I think the problem is with reduction operation, the parallelization is not that easy such as saxpy(in assignemnt1). So suppose that are 80 elements and 8 wide SIMD, so there should be 10 elements operation for each wide SIMD. In this case, roughly 8 times faster, because each SIMD execution unit is parallelizing work, although there is synchronization for the final step.

sluck

@pwei I think what is happening here is that, since sumall2 is an ISPC function, a call to sumall2 will spawn a gang of ISPC program instances (rather than the foreach creating the instances). My guess would be since (in the implementation) each program instance is run on a different execution unit, and each program instance executes the same instruction at the same time, each program instance therefore has its own copy of the variable partial (since partial doesn't have the uniform modifier attached).

The foreach itself I think of as an indication to ISPC that the body of the loop contains code that is safe to run in parallel, and that it is up to ISPC to assign work accordingly, (see slide 14).

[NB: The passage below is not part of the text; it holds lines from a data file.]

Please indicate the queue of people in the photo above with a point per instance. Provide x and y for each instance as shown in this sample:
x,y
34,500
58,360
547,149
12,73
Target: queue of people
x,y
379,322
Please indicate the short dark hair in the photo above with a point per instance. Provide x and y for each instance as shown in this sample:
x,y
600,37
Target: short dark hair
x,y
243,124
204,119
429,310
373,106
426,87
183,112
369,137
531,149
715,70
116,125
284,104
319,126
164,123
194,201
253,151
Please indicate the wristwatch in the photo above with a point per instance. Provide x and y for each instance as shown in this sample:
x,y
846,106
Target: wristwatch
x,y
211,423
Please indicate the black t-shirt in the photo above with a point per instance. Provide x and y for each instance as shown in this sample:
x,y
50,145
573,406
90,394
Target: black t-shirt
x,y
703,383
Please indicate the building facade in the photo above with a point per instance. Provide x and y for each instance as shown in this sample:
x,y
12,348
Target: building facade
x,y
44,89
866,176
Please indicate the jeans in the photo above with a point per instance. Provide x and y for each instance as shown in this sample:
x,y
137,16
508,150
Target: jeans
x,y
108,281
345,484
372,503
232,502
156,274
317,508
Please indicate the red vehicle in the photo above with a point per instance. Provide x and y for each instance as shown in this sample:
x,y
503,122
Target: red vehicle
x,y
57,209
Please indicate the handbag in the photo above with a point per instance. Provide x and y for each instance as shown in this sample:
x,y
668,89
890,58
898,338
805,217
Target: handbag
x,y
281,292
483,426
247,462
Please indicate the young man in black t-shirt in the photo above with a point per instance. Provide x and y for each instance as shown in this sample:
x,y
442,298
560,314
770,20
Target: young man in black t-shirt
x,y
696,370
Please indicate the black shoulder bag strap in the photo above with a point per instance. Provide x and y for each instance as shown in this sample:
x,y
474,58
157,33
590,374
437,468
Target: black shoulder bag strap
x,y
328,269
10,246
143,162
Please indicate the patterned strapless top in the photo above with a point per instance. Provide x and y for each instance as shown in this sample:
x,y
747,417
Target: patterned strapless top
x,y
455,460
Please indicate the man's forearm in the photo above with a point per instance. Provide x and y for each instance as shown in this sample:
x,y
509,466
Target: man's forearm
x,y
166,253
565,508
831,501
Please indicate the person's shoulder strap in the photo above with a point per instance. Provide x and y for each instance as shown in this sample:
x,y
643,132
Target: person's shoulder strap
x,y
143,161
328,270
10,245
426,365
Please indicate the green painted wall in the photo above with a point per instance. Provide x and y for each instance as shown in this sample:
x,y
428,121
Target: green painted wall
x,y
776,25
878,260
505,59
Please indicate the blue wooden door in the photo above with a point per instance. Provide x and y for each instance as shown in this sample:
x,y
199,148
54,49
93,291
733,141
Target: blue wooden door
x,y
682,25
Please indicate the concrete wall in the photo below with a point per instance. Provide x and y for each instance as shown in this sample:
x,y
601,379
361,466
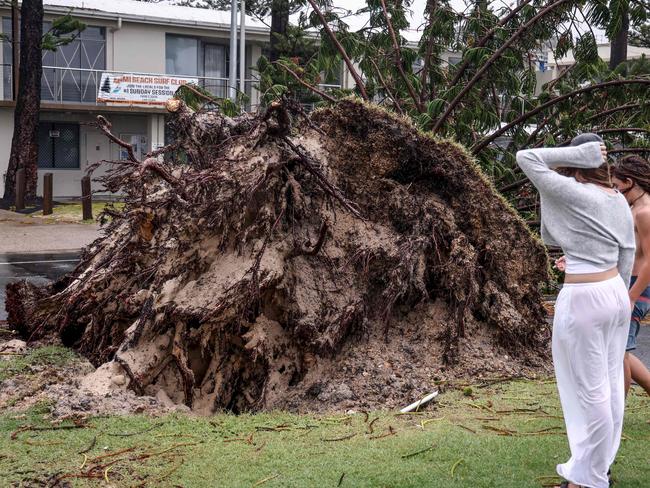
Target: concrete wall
x,y
137,47
6,133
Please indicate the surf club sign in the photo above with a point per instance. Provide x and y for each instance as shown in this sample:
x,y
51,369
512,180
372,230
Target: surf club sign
x,y
130,89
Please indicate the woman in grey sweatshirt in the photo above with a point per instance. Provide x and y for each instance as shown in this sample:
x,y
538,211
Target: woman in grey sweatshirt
x,y
592,223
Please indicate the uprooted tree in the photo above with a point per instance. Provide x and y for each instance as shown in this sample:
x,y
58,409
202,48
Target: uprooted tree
x,y
290,253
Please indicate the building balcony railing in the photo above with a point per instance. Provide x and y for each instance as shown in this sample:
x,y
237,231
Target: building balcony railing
x,y
81,86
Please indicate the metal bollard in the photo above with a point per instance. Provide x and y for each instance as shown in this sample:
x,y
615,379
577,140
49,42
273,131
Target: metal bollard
x,y
20,189
47,193
86,198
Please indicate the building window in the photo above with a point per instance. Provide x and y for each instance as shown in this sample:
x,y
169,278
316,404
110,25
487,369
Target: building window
x,y
72,73
189,56
58,145
182,55
7,56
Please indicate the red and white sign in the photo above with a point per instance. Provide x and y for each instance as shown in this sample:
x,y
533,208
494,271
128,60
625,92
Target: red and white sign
x,y
130,89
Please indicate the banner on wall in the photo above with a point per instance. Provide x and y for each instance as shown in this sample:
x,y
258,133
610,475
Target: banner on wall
x,y
129,89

As for the reduceAdd, there's actually a neat explanation of this code on the ISPC github that says there's a single call to reduceAdd at the end of the loop. But I imagine the reduceAdd requires some form of communication between the instances to compute the sum, and then it stores result in the location of sum which has one copy across all program instances.

yihuaz

Every program instance is run on the same execution unit. Different threads run on different execution units.

rokhinip

@yihuaz What exactly do you mean by an execution unit? Is it an ALU on a single core? Each program instance maps to 1 vector lane in a SIMD vector so the computation is performed by a single ALU.

adsmith

I think he means the portion of the core that does the fetch/decode. In ISPC, each program instance runs on a single ALU, but there is only one fetch/decode for all the program instances. Different threads running at the same time, though, will each perform their own fetch/decode and so can run different instructions.